---
id: "contrarian-tech-is-secondary"
type: "contrarian-insight"
source_timestamps: ["§ Advice for Other Organizations"]
tags: ["digital-transformation", "strategy", "contrarian"]
related: ["claim-people-issues-drive-failure", "framework-hbs-ai-adoption-playbook"]
challenges: "The conventional view that digital transformation success is primarily driven by the quality and sophistication of the technology being purchased."
sources: ["adoption"]
sourceVaultSlug: "hbr-seg-adoption"
originDay: 9
articleStem: "hbr-edu-41-french-spirits-employee-buy-in"
sourceUrl: "https://hbr.org/2025/12/how-a-french-spirits-company-created-employee-buy-in-for-ai"
sourceTitle: "How a French Spirits Company Created Employee Buy-In for AI"
---
# Technology Is Secondary to Organizational Capability (Contrarian)

**Contrarian insight.** Many executives believe that buying the most advanced, cutting-edge AI will guarantee a successful digital transformation.
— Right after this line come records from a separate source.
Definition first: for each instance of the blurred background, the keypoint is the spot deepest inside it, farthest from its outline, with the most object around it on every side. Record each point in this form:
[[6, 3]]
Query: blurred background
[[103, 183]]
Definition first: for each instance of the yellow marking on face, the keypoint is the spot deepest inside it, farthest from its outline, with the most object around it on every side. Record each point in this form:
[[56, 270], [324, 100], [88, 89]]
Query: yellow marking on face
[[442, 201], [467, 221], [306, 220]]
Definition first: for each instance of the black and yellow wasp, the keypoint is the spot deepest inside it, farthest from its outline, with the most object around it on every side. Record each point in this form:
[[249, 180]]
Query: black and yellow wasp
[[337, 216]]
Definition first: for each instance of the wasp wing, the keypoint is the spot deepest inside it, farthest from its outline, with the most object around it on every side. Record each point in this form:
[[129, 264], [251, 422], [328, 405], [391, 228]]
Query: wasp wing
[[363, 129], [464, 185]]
The researchers argue that having the 'best' tool is largely irrelevant. Success is entirely dependent on the organizational capability to deploy it, manage human resistance, and align incentives. A mediocre tool with 85% adoption will vastly outperform a superior tool with 10% adoption.
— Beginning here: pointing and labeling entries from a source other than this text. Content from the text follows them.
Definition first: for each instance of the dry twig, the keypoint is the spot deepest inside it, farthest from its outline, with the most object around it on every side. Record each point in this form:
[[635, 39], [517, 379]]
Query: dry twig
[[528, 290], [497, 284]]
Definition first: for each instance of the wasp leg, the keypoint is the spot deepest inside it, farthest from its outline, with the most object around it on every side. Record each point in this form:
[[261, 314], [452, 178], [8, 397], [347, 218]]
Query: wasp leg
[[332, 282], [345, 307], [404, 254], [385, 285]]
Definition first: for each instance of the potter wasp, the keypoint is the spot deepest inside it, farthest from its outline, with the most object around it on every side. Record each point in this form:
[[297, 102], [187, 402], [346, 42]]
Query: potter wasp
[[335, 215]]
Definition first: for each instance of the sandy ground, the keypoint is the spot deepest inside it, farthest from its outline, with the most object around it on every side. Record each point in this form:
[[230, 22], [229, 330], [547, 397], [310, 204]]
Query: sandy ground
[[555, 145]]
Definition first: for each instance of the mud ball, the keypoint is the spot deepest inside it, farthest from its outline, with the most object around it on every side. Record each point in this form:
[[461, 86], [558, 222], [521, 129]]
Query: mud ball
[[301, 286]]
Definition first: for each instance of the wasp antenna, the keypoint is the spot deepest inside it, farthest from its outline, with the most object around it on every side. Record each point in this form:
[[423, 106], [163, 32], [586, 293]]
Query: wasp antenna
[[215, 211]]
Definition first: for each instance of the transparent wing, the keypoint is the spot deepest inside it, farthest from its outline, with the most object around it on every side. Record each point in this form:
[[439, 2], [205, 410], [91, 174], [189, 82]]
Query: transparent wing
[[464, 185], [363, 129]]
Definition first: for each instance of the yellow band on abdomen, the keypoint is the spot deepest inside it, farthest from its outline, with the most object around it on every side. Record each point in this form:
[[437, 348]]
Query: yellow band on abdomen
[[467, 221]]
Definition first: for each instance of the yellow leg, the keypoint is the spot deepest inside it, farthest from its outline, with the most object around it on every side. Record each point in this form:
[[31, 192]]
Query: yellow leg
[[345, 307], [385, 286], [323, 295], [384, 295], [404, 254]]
**What it challenges:** The conventional view that digital-transformation success is primarily driven by the quality and sophistication of the technology being purchased.

**Basis & nuance.** Supported by HBS commentary — success is 'about having the organizational capabilities to deploy that technology effectively' — and by wider research finding organizational readiness, culture, and capabilities are stronger predictors of success than intrinsic technical properties (see [[claim-people-issues-drive-failure]]). The Think Insights synthesis reiterates: 'The technology is there, people are not.' **Counter-perspective:** in highly regulated or data-intensive sectors (healthcare, finance), technical feasibility, data quality, and governance can be the true bottleneck — so 'technology is secondary' understates contexts where the tech itself is the constraint. The 'mediocre vs. superior tool' comparison is illustrative, not empirically quantified.